User pod is now running.
payment-cdf9694b4-tds52
payment-db-55cf8bcffb-hltqp
Open the payment description and search for the injected vault
kubectl describe pod -n sock-shop -l app=payment | grep vault:/secret/data/paypal#paypaltoken
Expected output:
ubuntu@ip-172-31-95-18:~/panoptica/lab$ kubectl describe pod -n sock-shop -l app=payment | grep vault:/secret/data/paypal#paypaltoken
PAYPAL_ACCESS_TOKEN: vault:/secret/data/paypal#paypaltoken
Once the API token is successfully injected, the vulnerable application is completely functioning: it offers a catalogue, a cart, a payment and checkout functionality.
Verify in the navigator (of the Panoptica dashboard) all application services are known to Panoptica. Use Expand all button to observe the full mesh of application services.
The EXTERNAL APIS
tab under APIs page shows external APIs consumed by workloads in your cluster.
Click on an API to show more details.
In this section we will use Panoptica to do a static analysis of the application’s APIs based on its OpenAPI specification. API specifications can be either provided by the user or reconstructed by Panoptica.
Panoptica builds a schema based on the traffic. In a previous section we loaded an application with simulated user traffic. This will be enough for Panoptica to reconstruct a part of the application’s OpenAPI specification.
Take a look at the discovered internal APIs.
Each microservice uses APIs to communicate.
We will focus on only one - catalogue
. The same steps can repeated for the rest of the microservices.
Open the catalogue
microservice from the API inventory.
In the specs tab we have two available options:
We will choose the latter one.
The data collection duration depends on the user traffic bandwidth.
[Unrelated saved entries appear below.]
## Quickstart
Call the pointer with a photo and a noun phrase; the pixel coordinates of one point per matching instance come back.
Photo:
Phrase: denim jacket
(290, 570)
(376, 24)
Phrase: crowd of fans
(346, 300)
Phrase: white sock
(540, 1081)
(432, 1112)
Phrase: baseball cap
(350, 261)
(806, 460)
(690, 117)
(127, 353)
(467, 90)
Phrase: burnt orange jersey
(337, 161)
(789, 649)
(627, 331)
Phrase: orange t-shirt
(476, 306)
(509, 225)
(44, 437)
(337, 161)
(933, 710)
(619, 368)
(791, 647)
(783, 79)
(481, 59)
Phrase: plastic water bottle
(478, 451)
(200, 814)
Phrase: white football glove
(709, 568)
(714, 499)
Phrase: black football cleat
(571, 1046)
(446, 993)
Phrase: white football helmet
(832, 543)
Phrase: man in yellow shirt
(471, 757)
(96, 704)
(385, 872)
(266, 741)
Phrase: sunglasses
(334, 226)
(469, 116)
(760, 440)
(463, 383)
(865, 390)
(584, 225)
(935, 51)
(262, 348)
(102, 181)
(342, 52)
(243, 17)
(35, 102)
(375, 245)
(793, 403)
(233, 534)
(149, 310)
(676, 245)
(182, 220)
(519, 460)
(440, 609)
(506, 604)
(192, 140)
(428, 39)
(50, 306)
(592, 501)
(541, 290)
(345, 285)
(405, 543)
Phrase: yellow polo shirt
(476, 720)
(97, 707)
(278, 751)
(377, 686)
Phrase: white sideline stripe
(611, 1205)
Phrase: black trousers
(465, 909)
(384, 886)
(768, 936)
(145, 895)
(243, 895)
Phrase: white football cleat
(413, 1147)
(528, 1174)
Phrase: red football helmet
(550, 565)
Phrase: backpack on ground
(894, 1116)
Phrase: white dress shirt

In our case 2 minutes is enough. Ensure that you specify the cluster to collect the data from.
The data collection will last 2 minutes.
After the data collection, you can review the reconstructed spec.
Two endpoints are discovered:
Check both and approve.
Specify the latest OAS version - V3.
After the review approval, Panoptica builds an OpenAPI schema.
After the spec build, you can always analyze the swagger file. Under the specs tab, you will find an option to See on swagger.
The Swagger will open in a separate page.
Once the catalogue API schema is available, Panoptica automatically analyzes it. The results are available in the UI.
Under the risk findings you will find a new group called api-specification. Any schema-related risks are listed here. Take a look at the findings. Some require actions, others are related to the fact that the reconstructed schema is light.
NOTE: A reconstructed schema can be completed by increasing the data collection period or by manually injecting additional information.
The final step is to ensure that we destroy the EC2 instance so that we are not charged for unintentional usage. This is done by exiting the SSH session to the instance and performing a destroy action with Terraform.
exit
terraform destroy -auto-approve
Congratulations! You have successfully completed the tutorial exploring Panoptica and the security features it provides for your Kubernetes environment!